New “Annie” Avoids Red Scare

Written by Doug Strassler on . Posted in Arts & Film, Theater.


James Lapine’s revival has legs – and not one but two noteworthy Broadway debuts

Photo credit Joan Marcus

It was 36 seasons ago that a little show about a little orphan named Annie, adapted by the team of Martin Charnin, Thomas Meehan and Charles Strouse from Harold Gray’s long-running comic, took Broadway by storm and became an instant classic. Many tomorrows later, however, the show – the ultimate family musical – became a bit of an orphan itself, as multiple attempts at reviving and sequelizing Annie failed to find a home. A similar fate doesn’t seem likely for James Lapine’s current revival at the Palace Theatre, a delightful production that comes with charm to spare – if also one noteworthy problem.

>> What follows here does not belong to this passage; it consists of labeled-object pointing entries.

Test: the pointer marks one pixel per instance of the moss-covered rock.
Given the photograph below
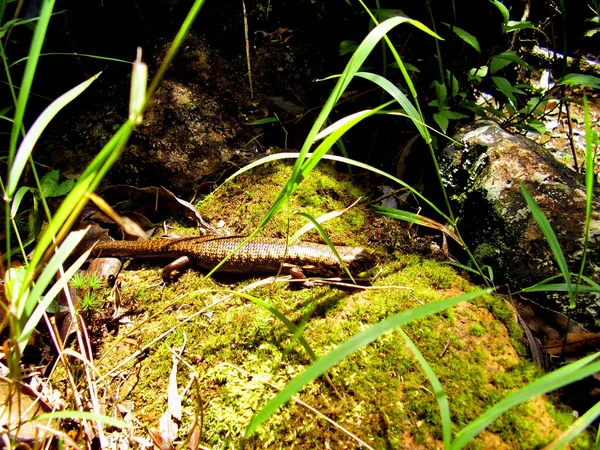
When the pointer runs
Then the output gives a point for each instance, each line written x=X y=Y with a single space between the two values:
x=238 y=354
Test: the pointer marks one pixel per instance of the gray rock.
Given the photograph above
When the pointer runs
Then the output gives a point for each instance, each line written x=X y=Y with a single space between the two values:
x=192 y=128
x=483 y=179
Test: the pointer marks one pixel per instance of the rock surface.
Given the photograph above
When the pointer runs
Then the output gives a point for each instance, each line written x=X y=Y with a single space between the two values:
x=484 y=177
x=194 y=125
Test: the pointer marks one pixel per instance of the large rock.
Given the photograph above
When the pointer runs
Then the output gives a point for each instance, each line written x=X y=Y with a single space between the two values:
x=483 y=178
x=194 y=125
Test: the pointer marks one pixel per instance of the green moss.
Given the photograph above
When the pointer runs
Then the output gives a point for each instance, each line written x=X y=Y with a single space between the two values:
x=477 y=330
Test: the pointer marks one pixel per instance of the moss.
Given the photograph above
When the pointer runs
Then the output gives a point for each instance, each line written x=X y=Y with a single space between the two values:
x=241 y=354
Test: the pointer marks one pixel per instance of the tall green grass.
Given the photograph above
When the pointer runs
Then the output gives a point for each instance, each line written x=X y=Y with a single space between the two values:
x=324 y=139
x=31 y=288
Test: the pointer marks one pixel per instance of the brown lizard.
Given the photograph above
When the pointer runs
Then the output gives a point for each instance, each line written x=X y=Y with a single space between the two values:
x=256 y=256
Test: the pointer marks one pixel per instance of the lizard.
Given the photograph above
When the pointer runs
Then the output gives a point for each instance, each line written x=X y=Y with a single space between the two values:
x=256 y=256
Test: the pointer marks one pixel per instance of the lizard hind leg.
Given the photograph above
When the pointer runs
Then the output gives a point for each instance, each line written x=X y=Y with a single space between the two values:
x=178 y=265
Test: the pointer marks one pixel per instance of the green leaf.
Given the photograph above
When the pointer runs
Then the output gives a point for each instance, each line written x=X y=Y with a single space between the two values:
x=549 y=382
x=352 y=345
x=576 y=428
x=35 y=131
x=513 y=25
x=49 y=183
x=551 y=239
x=441 y=93
x=503 y=10
x=578 y=79
x=453 y=115
x=407 y=66
x=386 y=13
x=440 y=395
x=465 y=36
x=501 y=60
x=442 y=121
x=263 y=121
x=64 y=188
x=506 y=88
x=348 y=47
x=400 y=97
x=477 y=73
x=14 y=207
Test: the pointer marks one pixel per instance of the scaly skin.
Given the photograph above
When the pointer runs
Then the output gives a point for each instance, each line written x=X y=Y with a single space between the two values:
x=256 y=256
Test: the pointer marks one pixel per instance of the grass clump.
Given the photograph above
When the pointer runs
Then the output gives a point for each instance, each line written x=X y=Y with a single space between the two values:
x=242 y=355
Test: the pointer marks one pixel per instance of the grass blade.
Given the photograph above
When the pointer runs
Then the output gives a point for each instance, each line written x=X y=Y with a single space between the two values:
x=440 y=394
x=350 y=346
x=549 y=382
x=576 y=428
x=28 y=75
x=548 y=233
x=35 y=131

But, just like the show’s titular optimist, I’ll dwell first on what works: eleven-year-old Lilla Crawford is miraculous as the ragamuffin who finds a home and love in the mansion of the rich but lonely Daddy Warbucks, acquitting herself nicely with the show’s signature Noo Yawk Tawk and nailing the show’s flawless musical numbers, especially “Maybe.” And Anthony Warlow, a prolific Australian actor making his Broadway debut, taps just the right grace notes as Oliver Warbucks, creating genuine chemistry with Crawford as well as Brynn O’Malley in the typically thankless role of secretary Grace Farrell. Warlow also proves to be a singer bar none, in particular making one of the show’s minor tunes, “Something Was Missing,” a major triumph.

Lapine, who co-created Into the Woods with Stephen Sondheim, knows how to dig into a vat of sugary kids’ stuff and excavate the sweet from the saccharine, which he does not only by coaxing a wholly organic surrogate father-daughter relationship from Crawford but also by working with Meehan to tweak some of the original book’s nuances for our current era, which might not be the Depression but isn’t exactly a robust time of hopes and dreams for everyone. For instance, gone is a line about Daddy Warbucks buying and then disposing of the Mona Lisa. (Michael Starobin’s resonant orchestrations are also far from Beau-Brummely.)

Susan Hilferty’s period costumes help define the gap between threads for the well-off and the poor, while David Korins’ clever pop-up sets maintain the original’s comic strip sensibility, ranging from Warbucks’ impressive mansion to the New York street Hoovervilles. Andy Blankenbuehler’s choreography also emphasizes the show’s cheerful comic stylings in dream numbers like “N.Y.C,” though several of the orphans’ numbers, including “It’s a Hard Knock Life” and “You’re Never Fully Dressed Without a Smile,” suffer a bit from over-crowding. There were many times during the numbers that I was simply unable to crane my head or cock my neck enough to see all of the action. (Also, let me stop to praise the septet of wonderful young actresses playing the orphans: Madi Rae DiPietro, Georgi James, Junah Jang, Tyrah Skey Odoms, Taylor Richardson, and Emily Rosenfeld.)

How could anyone hate orphans so delightful? Well, Miss Hannigan, the boozy floozy in charge of their orphanage sure does, and this Miss Hannigan is a misfire. Finneran, an industry favorite who has already nabbed two Tonys for reviving show-stopping roles in Noises Off and Promises, Promises, steps too far into realism, creating a Hannigan with edges too sharp. Part of the problem is that the role itself is more threadbare than people realize; though Dorothy Loudon won a Lead Actress Tony for creating Miss Hannigan, the role is a clear supporting one, in need of a few more scenes and an extra number or two. Finneran and Lapine take this wiggle room and fill it in the wrong direction. Miss Hannigan should be the show’s villain, but she should be a playful antagonist. Finneran’s lone solo number, “Little Girls,” eschews humor for real hate, unnecessarily weighing her scenes down. (The actress also sounded slightly off-key on the night I attended.) Clarke Thorell as Rooster, her ne’er-do-well brother, shines in a perfect contrast to Finneran’s overly dark performance.

No matter; Annie remains an evergreen. So stick out your chin, and grin, and head on over to the Palace.

Annie

Palace Theatre, 1564 Broadway. www.anniethemusical.com. Open run.